Given the astounding growth in Asheville and the surrounding area, it would appear that efforts to spur economic development are proceeding quite nicely, thank you. But according to a new study that’s now nearing completion, those efforts are far from ideal.

To begin with, there are some 30 entities in Asheville and Buncombe County that are involved in some form of economic-development activity, resulting in fragmented resources and duplicated services. That’s one of the preliminary findings of Aligning the Wheels of Economic Development in Greater Asheville; the final report is due in November.
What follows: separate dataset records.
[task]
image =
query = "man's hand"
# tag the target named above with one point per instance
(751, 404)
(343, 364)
Getting those groups to collaborate more effectively on efforts to promote a common vision will be a key factor in maximizing the area’s economic-development potential, the report says.
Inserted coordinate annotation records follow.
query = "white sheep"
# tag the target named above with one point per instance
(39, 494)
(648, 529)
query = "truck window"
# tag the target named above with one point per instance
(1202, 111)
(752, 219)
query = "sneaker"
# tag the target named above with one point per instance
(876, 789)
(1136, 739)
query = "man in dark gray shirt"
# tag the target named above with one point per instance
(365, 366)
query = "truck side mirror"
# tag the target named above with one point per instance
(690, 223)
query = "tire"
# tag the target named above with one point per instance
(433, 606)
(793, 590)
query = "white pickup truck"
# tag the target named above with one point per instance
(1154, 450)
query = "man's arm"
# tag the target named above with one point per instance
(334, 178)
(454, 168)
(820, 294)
The $55,000 study, conceived and funded by the Asheville HUB Alliance and Buncombe County, is being conducted by the University of Central Arkansas’ Strategic Growth Institute, assisted by the Washington, D.C.-based International Economic Development Council. Together, these groups are assessing how the multiple economic-development organizations in Asheville and Buncombe County function now and how they could interact more effectively (see “Putting the Pieces Together,” June 18 Xpress).
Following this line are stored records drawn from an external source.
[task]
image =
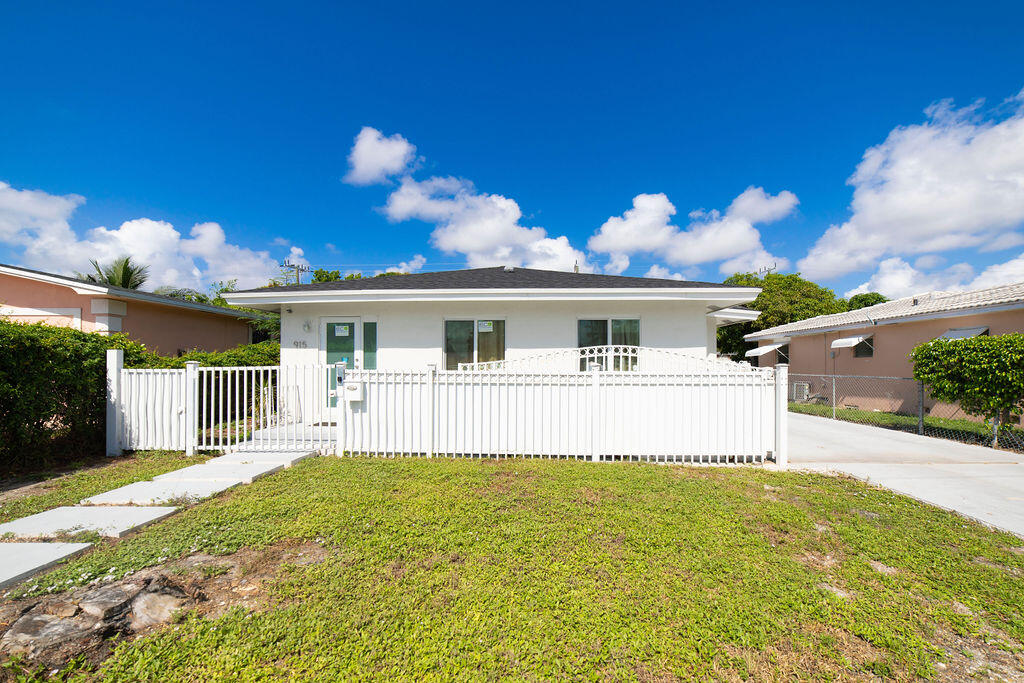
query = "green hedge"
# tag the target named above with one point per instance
(53, 389)
(984, 375)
“All of these groups have set their individual agendas. They all have advisory committees, they all have boards, and they can obviously have more effect if they share in and support each other’s agendas,” HUB Executive Director David Brown said in June.

The consultants recently delivered their preliminary findings to HUB board members. Perhaps the biggest problem hamstringing local economic development, they said, is that no one agency is steering the ship. They recommend appointing the Economic Development Coalition for Asheville-Buncombe County as the lead organization tasked with coordinating the visioning, planning and performance monitoring for all local economic-development efforts.

What’s needed, HUB board member Mack Pearsall said at the meeting, is a truly independent Economic Development Coalition. The current EDC, a partnership that includes the city of Asheville, Buncombe County and the Asheville Area Chamber of Commerce, is commonly seen as an arm of the Chamber.

Consultants Robert Pittman and Jennifer Tanner of SGI and Louise Anderson of the IEDC suggested that the Economic Development Coalition be completely revamped and re-named the Greater Asheville Partnership, with a broad-based board representing major program funders, other local economic-development organizations and any other key stakeholders.

But even these major changes would be only the beginning, the consultants said. To make it all work, there needs to be a strategic plan based on a unified economic vision. And a key to that will be devising an array of hard economic data designed both to help the partnership monitor its performance and help nonlocal companies decide whether to move here.

Businesses vetting a new prospective new location typically do their first cut based on such data, Pittman maintained. Factors such as a community’s environmental and cultural attractiveness are considered later. Brown says he is very anxious to establish such data, noting that the HUB itself is deficient in this regard.

“The metrics we’re currently using at HUB are revenue created and jobs created,” he notes. “Their proposals are much more extensive than that.”

EDC Executive Director Ray Denny notes that the study now being finalized is almost exclusively devoted to straight economic development. And while he generally lauds the study recommendations so far, Denny says it’s important not to lose sight of those other factors. In fact, he says, the EDC—which focuses mostly on corporate business recruitment, retention and expansion—is in the midst of a nationwide search for an executive whose job will be to integrate such standard economic-development strategies with efforts to capitalize on the area’s cultural and other assets, with an eye toward making the EDC’s overall approach more holistic.

Denny also says he’s not convinced that the existing economic-development apparatus is as fragmented and uncoordinated as the consultants suggest. Nonetheless, he applauds the effort to make things work better.

“Can we strengthen it? Can we improve it? Absolutely,” he says. “I think, from time to time, we ought to shine a bright light on it and examine ourselves and have an outside set of professionals examine who we are, what we’re doing, and where we think we’re going—and give our community and our stakeholders a real fresh look.”